Friday, August 23, 2013

Legacy of Ashes

If the Syrian regime ordered a chemical weapons attack against civilians in areas east of Damascus this week, it did so with remarkable impudence, given the presence in Syria of a United Nations team investigating the previous use of such weapons.

Or perhaps President Bashar al-Assad is just a good reader of the international community, believing he can commit such crimes and wag his middle finger at his foes, without any fear of serious retaliation. If so, he may be correct. Nothing Western countries, above all the United States, have done on Syria should frighten Assad.

But Assad’s fatal flaw is that he tends to overplay his hand. There is one thing that he cannot dismiss completely: that at some point the Obama administration will grasp the devastating impact of the fact that it has undermined, in just five years, the central role the United States played in the Middle East for over six decades, and that this will lead it to respond militarily in Syria.

Already many Arab states are behaving as if they care little what the United States says or does. The Egyptian military has virtually ignored American counsel about how to deal with the aftermath of President Mohammed Morsi’s ouster. The army has committed several massacres but still sees the Obama administration wrestling with whether to describe what happened on June 30 as a “coup.”

And the challenges to American power are becoming even sharper.
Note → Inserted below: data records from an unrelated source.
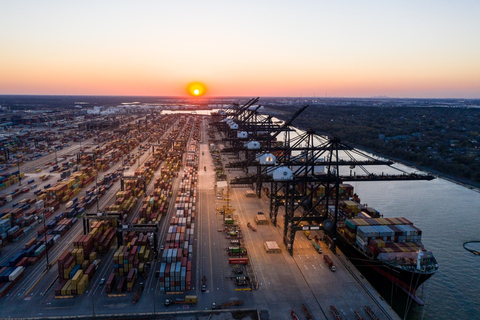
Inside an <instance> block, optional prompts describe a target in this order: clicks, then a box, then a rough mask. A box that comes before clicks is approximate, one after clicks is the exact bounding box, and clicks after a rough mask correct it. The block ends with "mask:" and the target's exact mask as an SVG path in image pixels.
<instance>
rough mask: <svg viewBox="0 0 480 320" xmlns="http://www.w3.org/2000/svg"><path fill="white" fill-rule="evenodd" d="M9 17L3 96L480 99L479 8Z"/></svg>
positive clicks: (62, 8)
mask: <svg viewBox="0 0 480 320" xmlns="http://www.w3.org/2000/svg"><path fill="white" fill-rule="evenodd" d="M0 8H1V10H0V94H35V95H36V94H48V95H142V96H145V95H146V96H185V95H187V90H186V88H187V85H188V84H189V83H191V82H201V83H203V84H205V86H206V88H207V92H206V94H205V96H206V97H209V96H210V97H214V96H246V97H253V96H260V97H261V96H283V97H296V96H302V97H312V96H315V97H325V96H328V97H373V96H389V97H399V98H480V40H479V39H480V38H479V37H480V19H479V16H480V1H477V0H472V1H466V0H457V1H453V0H452V1H443V0H436V1H430V0H422V1H410V0H402V1H393V0H392V1H385V0H381V1H358V0H355V1H349V0H344V1H331V0H330V1H321V0H316V1H314V0H311V1H310V0H303V1H301V0H300V1H293V0H254V1H250V0H243V1H230V0H218V1H209V0H202V1H198V0H197V1H189V0H183V1H164V0H155V1H148V0H145V1H132V0H130V1H123V0H113V1H110V0H102V1H98V0H94V1H89V0H82V1H48V0H43V1H33V0H30V1H29V0H23V1H18V0H2V2H1V4H0Z"/></svg>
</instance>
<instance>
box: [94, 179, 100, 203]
mask: <svg viewBox="0 0 480 320" xmlns="http://www.w3.org/2000/svg"><path fill="white" fill-rule="evenodd" d="M97 176H98V171H97V174H96V175H95V190H96V192H97V212H99V210H98V198H99V196H100V193H99V192H98V184H97Z"/></svg>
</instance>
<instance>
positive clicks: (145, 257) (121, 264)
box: [105, 232, 153, 293]
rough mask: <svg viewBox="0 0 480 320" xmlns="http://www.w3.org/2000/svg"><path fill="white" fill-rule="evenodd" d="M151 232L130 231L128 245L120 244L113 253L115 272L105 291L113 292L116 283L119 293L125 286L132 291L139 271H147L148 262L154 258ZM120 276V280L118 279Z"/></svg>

With many in Washington calling on President Barack Obama to cut off aid to Egypt because of its army’s human rights violations, Saudi Arabia, the United Arab Emirates, and Kuwait have offered the interim Egyptian government some $12 billion in aid, and have taken other measures to bolster the military. This has effectively undermined American leverage over Egypt – in the form of the $1.5 billion in direct military and economic grants provided by the United States annually, as well as $1.3 billion from the European Union.

Last Friday, in patent defiance of the United States, King Abdullah declared on television, “The kingdom stands with Egypt and against all those who try to interfere with its domestic affairs.” Even blunter were the remarks of Prince Saud Al-Faisal, the foreign minister, who stated, “Concerning those who announced stopping their assistance to Egypt or threatening to stop them, the Arab and Islamic nation is rich with its people and capabilities and will lend a helping hand.”
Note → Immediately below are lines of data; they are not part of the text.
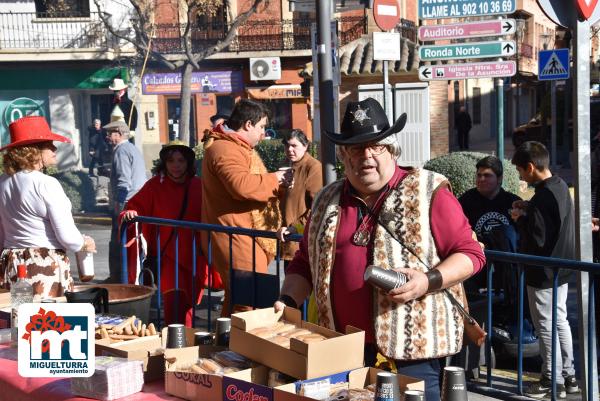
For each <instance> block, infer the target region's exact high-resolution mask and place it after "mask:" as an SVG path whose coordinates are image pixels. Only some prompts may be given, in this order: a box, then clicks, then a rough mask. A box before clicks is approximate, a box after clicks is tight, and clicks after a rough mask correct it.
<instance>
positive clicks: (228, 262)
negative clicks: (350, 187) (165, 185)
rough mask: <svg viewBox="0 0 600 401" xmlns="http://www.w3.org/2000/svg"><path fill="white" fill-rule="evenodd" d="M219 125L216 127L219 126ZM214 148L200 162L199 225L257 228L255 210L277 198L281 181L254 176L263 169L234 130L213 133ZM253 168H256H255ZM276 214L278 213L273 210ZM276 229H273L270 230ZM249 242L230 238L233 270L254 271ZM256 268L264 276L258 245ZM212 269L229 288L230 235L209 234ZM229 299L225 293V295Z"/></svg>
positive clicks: (263, 254) (203, 244) (249, 145)
mask: <svg viewBox="0 0 600 401" xmlns="http://www.w3.org/2000/svg"><path fill="white" fill-rule="evenodd" d="M220 127H222V126H219V128H220ZM211 137H212V138H213V139H214V141H213V142H212V144H211V145H210V146H209V147H208V148H206V150H205V153H204V159H203V160H202V222H203V223H208V224H218V225H223V226H232V227H243V228H250V229H252V228H256V227H255V222H254V220H253V216H252V214H253V212H256V211H257V210H260V209H263V208H265V207H266V206H267V204H268V202H271V201H273V199H275V200H276V198H277V195H278V192H279V182H278V180H277V176H276V175H275V174H274V173H263V174H258V173H254V172H253V171H254V170H255V168H254V167H255V165H256V163H259V164H260V165H261V166H262V169H264V165H263V164H262V161H260V159H258V160H257V159H256V157H257V155H256V153H255V152H254V151H253V149H252V148H251V147H250V145H248V144H247V143H246V142H244V141H243V140H242V139H240V137H239V136H237V135H236V134H235V133H234V132H233V131H231V132H228V133H223V132H217V131H213V132H212V133H211ZM253 166H254V167H253ZM277 212H278V211H277ZM274 229H276V227H274ZM252 242H253V241H252V238H251V237H248V236H245V235H234V236H233V241H232V247H233V267H234V268H235V269H240V270H252V249H253V245H252ZM202 250H203V252H204V254H205V255H208V244H207V236H206V235H202ZM255 251H256V270H257V271H259V272H266V271H267V266H268V263H269V256H268V255H267V254H266V253H265V252H264V250H263V249H262V248H261V246H259V243H258V241H257V243H256V247H255ZM212 256H213V260H212V262H213V267H214V268H216V270H217V271H218V272H219V273H220V274H221V278H222V279H223V283H224V285H225V288H228V285H229V279H228V277H229V274H228V272H229V236H228V235H227V234H222V233H212ZM226 296H227V295H226Z"/></svg>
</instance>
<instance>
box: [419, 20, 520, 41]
mask: <svg viewBox="0 0 600 401" xmlns="http://www.w3.org/2000/svg"><path fill="white" fill-rule="evenodd" d="M515 26H516V23H515V20H514V19H497V20H489V21H475V22H463V23H459V24H446V25H423V26H420V27H419V30H418V36H419V40H442V39H463V38H481V37H485V36H501V35H510V34H513V33H515Z"/></svg>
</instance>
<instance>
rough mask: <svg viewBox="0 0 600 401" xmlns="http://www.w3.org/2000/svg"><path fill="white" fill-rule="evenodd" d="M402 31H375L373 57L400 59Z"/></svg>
mask: <svg viewBox="0 0 600 401" xmlns="http://www.w3.org/2000/svg"><path fill="white" fill-rule="evenodd" d="M400 58H401V54H400V33H399V32H373V59H374V60H400Z"/></svg>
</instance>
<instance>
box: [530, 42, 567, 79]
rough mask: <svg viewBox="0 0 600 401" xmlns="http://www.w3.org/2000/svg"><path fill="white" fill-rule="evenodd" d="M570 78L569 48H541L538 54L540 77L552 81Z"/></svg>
mask: <svg viewBox="0 0 600 401" xmlns="http://www.w3.org/2000/svg"><path fill="white" fill-rule="evenodd" d="M568 78H569V49H553V50H541V51H540V53H539V55H538V79H539V80H540V81H550V80H555V79H568Z"/></svg>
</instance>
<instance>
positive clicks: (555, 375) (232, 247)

Though the Obama administration has pushed for the Saudis to take the lead in assisting the Syrian opposition, it is obvious that the kingdom is profoundly dissatisfied with American disengagement from the region. The Saudis worry most about Iranian power, but see that everywhere the Iranians are making gains – Syria, Iraq, Lebanon, Bahrain – Washington has avoided getting involved.

When Prince Bandar bin Sultan traveled to Moscow recently to meet with President Vladimir Putin, one message was very plain: When you want to do business in Syria and the Middle East these days, it’s best to talk to the person in the Kremlin not the White House.

It is unlikely, as some have suggested, that Bandar visited Moscow on behalf of the Americans. On the contrary, everything about the meeting suggested it was a Saudi initiative, and resulted from Saudi displeasure with American detachment. While no agreement appears to have been reached, the meeting was likely the start of a process that may lead to a mutually beneficial relationship.

Russia, unlike the United States, is little concerned with democracy and, to the Saudis, is stubborn in defending its allies. Washington, in contrast, pushed its old friend Hosni Mubarak out of office without hesitation. Perhaps Russia can fill the strategic vacuum in the region that the United States has left, the Saudis may be thinking.

Beyond this, Obama must seriously consider whether America non-intervention in the Middle East will have other serious long-term repercussions for the United States. The reality in Syria is that people are getting killed in droves, and many Arabs will blame the Americans and Europeans for doing nothing to stop it. This could lead to an argument in the future that the West did not attack the Assad regime because it was complicit in its repression. This conspiracy theory could justify future acts of retaliation against the United States.

All this does not mean that the Obama administration will alter its behavior toward Syria. In fact, the chances are that it will not. But so precipitously has American influence in the Middle East declined under Obama, so openly has contempt been directed at the Americans, that the president must seriously think about his legacy.

Obama does not want to be the president who “lost” Egypt and Saudi Arabia, the twin pillars of American influence in the region for decades. He cannot afford to become the man who looked the other way as Syrian children were murdered by weapons whose use Obama himself declared a “red line” the Syrian regime should not cross.

America has rarely seemed so indolent in the face of barbarism. Is Assad right in expecting no better than empty posturing from Washington? Or will the most overrated of American presidents be shamed into action, if only to salvage his collapsing reputation?